# In the Classroom: Algebra II Cryptography and Computer Science

Algebra II students are learning about cryptography, from Caesar’s time through World War II and present day. The class invited me to join in. Codes? Mystery? My inner Indiana Jones had to say, “Yes!” Read on for more about their cryptography and computer science Project Block class.

Math teacher Jeff Bush started the class off with a great historical introduction to cryptography. As someone who always sided more with the “humanities” programs than the math department, his introduction made the math approachable and interesting. Here are a few things Jeff taught us to get us started.

We learned that cryptography by definition is a means of sharing private information between two parties separated by a distance. It is an ancient form of communication. But, what happens if a third party intercepts the message? Students in Jeff Bush’s Algebra II class took some time to explore ciphers during project block today. We looked first at Caesar ciphers.

The Caesar cipher method of encryption is achieved by shifting a message by a certain number of letters in the alphabet. It was the first well-known cipher. Around 58 BC, Caesar shifted each letter in his military commands so they would appear meaningless to his enemies. This basic cipher was used for hundreds of years after Caesar, by military leaders.

We discussed as a class what some of the flaws of a Caesar cipher would be. We talked first about single letter words. If the coded messages retained spaces between the words, it would be easy to discover the encryption method by figuring out how the letters “i” and “a” were coded. We considered doubled letters next because there are few letters that are doubled in English words. (This sparked a fun little side conversation on the number of words we could think of that had unusual double letters, like “z.”) Then we looked at the frequency of letters. If certain letters appear more frequently in a language (like “e” in English), it can be easier to break a code by looking for the way that one letter is represented.

Then Jeff asked us? “How can a computer break this encrypted message easily?” Students replied, “It can make guesses more efficiently.” That’s right, said Jeff, “a computer can make the guesses much more quickly, and with the Caesar code, there are just 25 guesses. But, before the time of computers, and paper, and even broader literacy, an encryption method like the Caesar cipher would have been pretty effective.” Jeff showed the class a simple computer program and the code for it that could change their messages into encrypted language quickly through a digital Caesar cipher conversion.
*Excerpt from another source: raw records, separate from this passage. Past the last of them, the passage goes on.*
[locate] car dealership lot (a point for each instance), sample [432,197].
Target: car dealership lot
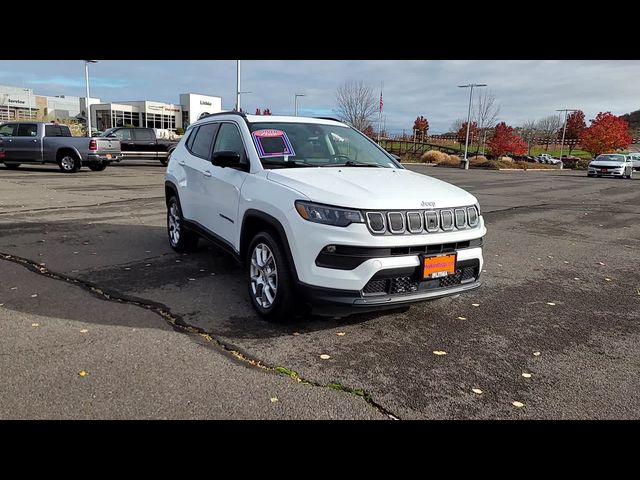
[561,261]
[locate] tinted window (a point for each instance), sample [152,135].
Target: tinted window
[229,140]
[145,134]
[7,130]
[201,145]
[56,131]
[123,134]
[27,130]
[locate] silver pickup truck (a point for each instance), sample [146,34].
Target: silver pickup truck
[43,142]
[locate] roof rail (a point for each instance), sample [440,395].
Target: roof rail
[329,118]
[232,112]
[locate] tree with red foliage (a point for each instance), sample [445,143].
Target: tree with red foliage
[575,127]
[606,133]
[462,133]
[505,140]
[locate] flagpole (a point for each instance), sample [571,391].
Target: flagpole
[380,114]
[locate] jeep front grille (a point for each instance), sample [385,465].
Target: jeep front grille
[409,222]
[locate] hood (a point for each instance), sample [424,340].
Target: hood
[371,188]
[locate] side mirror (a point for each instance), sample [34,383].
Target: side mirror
[226,159]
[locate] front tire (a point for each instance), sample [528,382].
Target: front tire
[270,282]
[180,239]
[98,167]
[69,163]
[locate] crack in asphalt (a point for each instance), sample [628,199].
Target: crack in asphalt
[179,325]
[77,206]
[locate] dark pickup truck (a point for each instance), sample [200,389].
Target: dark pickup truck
[141,143]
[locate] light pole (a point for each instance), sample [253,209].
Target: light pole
[28,93]
[87,107]
[564,130]
[296,101]
[466,142]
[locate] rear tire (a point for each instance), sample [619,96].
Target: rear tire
[98,167]
[269,279]
[180,239]
[69,163]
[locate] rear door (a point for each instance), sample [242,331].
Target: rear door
[27,143]
[144,143]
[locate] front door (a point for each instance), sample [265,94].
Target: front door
[26,145]
[223,185]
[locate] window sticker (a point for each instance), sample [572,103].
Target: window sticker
[272,143]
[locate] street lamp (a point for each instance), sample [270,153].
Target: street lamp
[86,103]
[296,101]
[466,142]
[564,130]
[29,93]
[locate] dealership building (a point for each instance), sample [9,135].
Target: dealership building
[17,103]
[144,113]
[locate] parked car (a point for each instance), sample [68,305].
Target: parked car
[611,164]
[635,159]
[141,143]
[320,215]
[46,142]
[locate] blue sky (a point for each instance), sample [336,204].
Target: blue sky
[527,89]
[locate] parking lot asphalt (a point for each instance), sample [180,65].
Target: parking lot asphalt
[174,336]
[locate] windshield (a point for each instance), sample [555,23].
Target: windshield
[282,144]
[610,158]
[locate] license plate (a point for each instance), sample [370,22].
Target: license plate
[439,266]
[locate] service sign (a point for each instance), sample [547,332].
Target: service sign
[272,143]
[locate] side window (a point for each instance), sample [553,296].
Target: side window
[201,146]
[123,134]
[7,130]
[229,140]
[145,135]
[27,130]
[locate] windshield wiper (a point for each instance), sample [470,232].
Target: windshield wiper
[351,163]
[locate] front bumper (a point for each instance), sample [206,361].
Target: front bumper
[104,157]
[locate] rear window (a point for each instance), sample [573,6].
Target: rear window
[56,131]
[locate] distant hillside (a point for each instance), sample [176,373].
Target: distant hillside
[634,121]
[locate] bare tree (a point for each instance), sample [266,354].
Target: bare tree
[529,133]
[356,104]
[548,128]
[485,114]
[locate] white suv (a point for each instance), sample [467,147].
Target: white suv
[321,216]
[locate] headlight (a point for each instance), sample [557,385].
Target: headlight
[339,217]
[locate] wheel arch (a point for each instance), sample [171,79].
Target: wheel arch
[253,222]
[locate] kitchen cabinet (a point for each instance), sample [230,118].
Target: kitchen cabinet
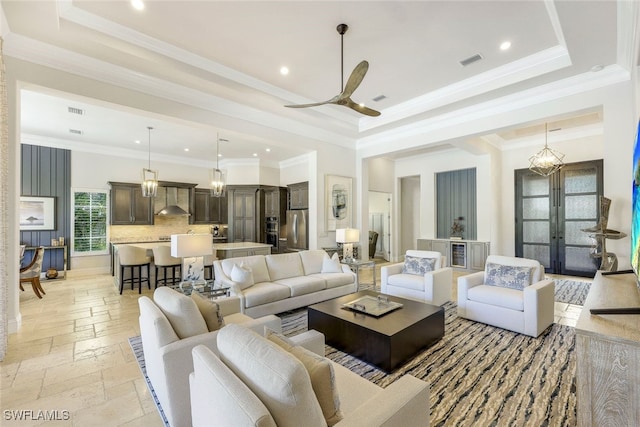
[209,210]
[299,195]
[469,255]
[127,205]
[243,214]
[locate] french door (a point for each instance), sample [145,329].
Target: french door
[552,211]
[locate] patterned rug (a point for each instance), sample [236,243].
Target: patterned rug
[571,291]
[483,376]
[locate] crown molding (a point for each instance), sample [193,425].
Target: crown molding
[552,91]
[37,52]
[551,59]
[85,147]
[69,12]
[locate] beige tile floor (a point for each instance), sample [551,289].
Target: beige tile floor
[72,357]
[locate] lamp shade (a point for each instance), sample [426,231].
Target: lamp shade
[191,245]
[347,235]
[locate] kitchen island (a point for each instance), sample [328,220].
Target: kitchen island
[222,251]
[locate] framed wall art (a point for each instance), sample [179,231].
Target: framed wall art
[339,201]
[37,213]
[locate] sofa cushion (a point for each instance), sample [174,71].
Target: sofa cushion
[418,265]
[507,276]
[181,311]
[242,275]
[321,373]
[407,281]
[497,296]
[278,378]
[312,260]
[264,293]
[210,311]
[302,285]
[256,263]
[334,280]
[331,265]
[283,266]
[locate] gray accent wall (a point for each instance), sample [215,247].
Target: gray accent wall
[456,197]
[46,171]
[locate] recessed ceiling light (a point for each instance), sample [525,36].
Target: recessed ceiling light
[137,4]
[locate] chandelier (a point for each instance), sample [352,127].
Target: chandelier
[149,177]
[546,161]
[216,177]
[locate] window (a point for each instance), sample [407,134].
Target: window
[89,223]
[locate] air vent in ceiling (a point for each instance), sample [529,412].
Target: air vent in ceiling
[470,60]
[74,110]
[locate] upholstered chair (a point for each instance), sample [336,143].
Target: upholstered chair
[31,273]
[423,276]
[511,293]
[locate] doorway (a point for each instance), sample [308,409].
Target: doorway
[551,212]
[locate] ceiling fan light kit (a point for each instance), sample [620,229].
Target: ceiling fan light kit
[356,77]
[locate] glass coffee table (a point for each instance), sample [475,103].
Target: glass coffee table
[207,289]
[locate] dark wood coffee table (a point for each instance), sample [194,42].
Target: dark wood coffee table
[386,341]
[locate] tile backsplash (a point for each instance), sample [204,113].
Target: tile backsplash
[163,226]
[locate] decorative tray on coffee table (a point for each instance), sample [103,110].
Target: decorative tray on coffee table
[373,306]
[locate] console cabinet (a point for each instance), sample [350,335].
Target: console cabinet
[460,254]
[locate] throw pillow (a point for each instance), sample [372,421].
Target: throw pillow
[331,265]
[418,265]
[210,311]
[507,276]
[242,275]
[320,371]
[181,311]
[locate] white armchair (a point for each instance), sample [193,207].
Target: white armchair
[423,277]
[511,293]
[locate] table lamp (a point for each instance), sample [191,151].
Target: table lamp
[192,248]
[347,236]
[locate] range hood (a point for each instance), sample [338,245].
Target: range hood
[171,207]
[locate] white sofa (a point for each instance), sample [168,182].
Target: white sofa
[255,382]
[411,279]
[286,281]
[511,293]
[170,326]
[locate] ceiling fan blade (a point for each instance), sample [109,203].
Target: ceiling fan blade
[355,79]
[361,108]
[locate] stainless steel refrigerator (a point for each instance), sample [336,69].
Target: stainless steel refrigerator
[297,229]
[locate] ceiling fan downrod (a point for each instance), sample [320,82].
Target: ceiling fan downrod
[342,28]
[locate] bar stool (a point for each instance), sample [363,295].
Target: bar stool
[162,259]
[133,259]
[208,266]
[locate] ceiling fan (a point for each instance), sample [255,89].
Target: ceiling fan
[344,97]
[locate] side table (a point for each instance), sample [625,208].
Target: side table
[356,264]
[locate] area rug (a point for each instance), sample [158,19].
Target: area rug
[136,347]
[571,291]
[483,376]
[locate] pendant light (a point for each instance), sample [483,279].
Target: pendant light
[149,177]
[216,177]
[546,161]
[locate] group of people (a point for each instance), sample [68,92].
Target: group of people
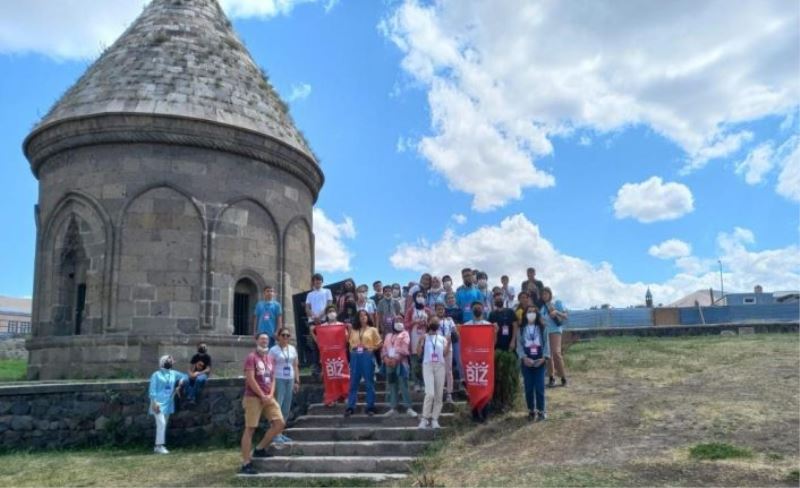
[408,336]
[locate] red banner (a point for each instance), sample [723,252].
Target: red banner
[331,341]
[477,357]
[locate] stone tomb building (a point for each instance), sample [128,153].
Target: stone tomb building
[173,186]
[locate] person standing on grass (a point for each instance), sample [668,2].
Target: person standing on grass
[447,329]
[506,321]
[433,348]
[268,315]
[364,340]
[259,400]
[416,321]
[164,385]
[533,350]
[287,375]
[553,315]
[395,352]
[199,371]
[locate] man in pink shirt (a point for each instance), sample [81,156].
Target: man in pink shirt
[258,401]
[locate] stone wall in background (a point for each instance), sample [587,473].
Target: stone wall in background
[13,348]
[62,415]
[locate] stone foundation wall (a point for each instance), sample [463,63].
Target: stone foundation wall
[13,348]
[62,415]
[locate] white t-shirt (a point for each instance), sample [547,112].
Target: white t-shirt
[433,350]
[284,361]
[318,299]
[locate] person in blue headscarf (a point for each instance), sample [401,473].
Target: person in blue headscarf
[164,385]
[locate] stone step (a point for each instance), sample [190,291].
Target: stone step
[321,477]
[334,464]
[361,433]
[358,419]
[321,409]
[349,448]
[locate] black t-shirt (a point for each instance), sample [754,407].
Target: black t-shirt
[201,356]
[504,318]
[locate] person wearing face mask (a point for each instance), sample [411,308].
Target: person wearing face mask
[436,293]
[395,352]
[447,284]
[332,394]
[447,329]
[416,321]
[348,294]
[199,371]
[364,340]
[467,294]
[434,348]
[483,287]
[533,349]
[258,401]
[506,321]
[164,386]
[287,375]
We learned from a Khan academy video clip that the weaknesses of the Caesar cipher weren’t exposed until 800 years later when people started to consider letter frequency. The longer the message was, the easier it was to pick out repeated letters, like the letter “e.” We then had a chance to look at letter frequency as a code breaking method in class, as the students worked to crack a coded message Jeff gave them through an on line portal.

After a minute or two a weird spat of coughing erupted in class. It prompted me to lift me eyes from typing this article to ask an obviously over-zealously coughing Christian Brown ’17, if he needed a lozenge. Christian just laughed and said, “you’ll get it soon.” I took a peek over his shoulder and found that the message he’d cracked asked him to cough when he knew the answer.

The class also covered polyalphabetic ciphers, a “perfect secrecy” exploration, and a “frequency stability exploration.” By the end of the class, students were able to decipher this message and some others that I haven’t quite caught up to!